High-net-worth families often want to leave a legacy. They worked hard to build their wealth and want their loved ones or charitable organizations dear to their hearts to benefit. They want their success and wealth to have a purpose. What some fail to consider is the potential tension that may ensue over their estate after they pass.

Many of us know families that have been torn apart after a loved one passed away due to differences in opinions and troubles with the estate. The good news is that individuals who have had a negative experience dealing with an estate are often encouraged and proactive to do a proper will and estate planning for their own assets to avoid a similar situation. Through good organization and proper financial and legal planning, families can communicate their wishes with transparency to their heirs.

For today, I would like to share just 2 major pitfalls with that arise in some estate planning:

Lack of Tax Planning
For wealthy individuals who die without a valid will, upwards of 50% of their assets may go to the tax man. Upon death, the estate is deemed to have liquidated all assets for tax purposes. With many families rich in property and cash poor, this can cause executors to have to sell assets in order to pay the tax bill. Determining which assets to sell can cause family tension (think family cottage or business assets).
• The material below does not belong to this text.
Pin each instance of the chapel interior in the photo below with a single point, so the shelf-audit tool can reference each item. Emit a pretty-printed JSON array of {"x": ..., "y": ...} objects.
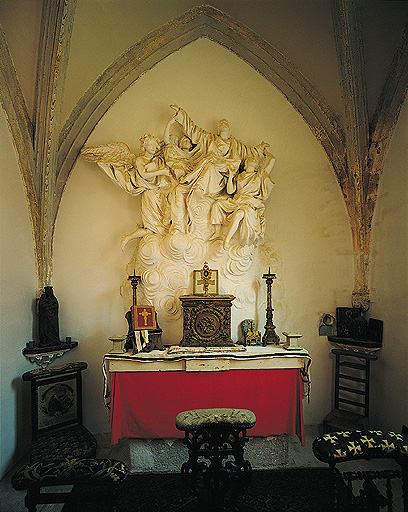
[{"x": 323, "y": 83}]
With effective tax planning, you will be able to minimize estate tax and probate on death, thus leaving more to your heirs and less to the government. Proper planning will also limit the time an estate lingers which can cause tension among family members.

Unfair/Unequitable Division of Assets
It is important to differentiate between fairness and equity when assets are divided. One child may have received a chunk of money to start a business or to purchase a home, so perhaps they should receive a smaller share of the final estate. On the other hand, one child may have spent a significant amount of time helping you, where it may be fair to leave them more than the others. If not addressed, this would certainly lead to conflict and potentially costly litigation amongst beneficiaries, again eroding the estate. 

Thomas Deans, the author of Willing Wisdom encourages organized and formal family meetings, with all beneficiaries present, where a trusted advisor outlines the estate plans, wishes and instructions for the transfer of wealth. This way there are no surprises. When everybody is at the table, there is an opportunity for open discussion and questions.

To that end, it is important that wealthy individuals draft and review their wills at regular intervals to determine that the plan still makes sense. The easiest time to do so is when you revise your financial plan. Does my will reflect how I would like my assets distributed? Are my executors and powers of attorney still appropriate? Do they know the work involved? Have beneficiaries been named on registered accounts?

A properly drafted will can help leave more assets to your loved ones without the fighting.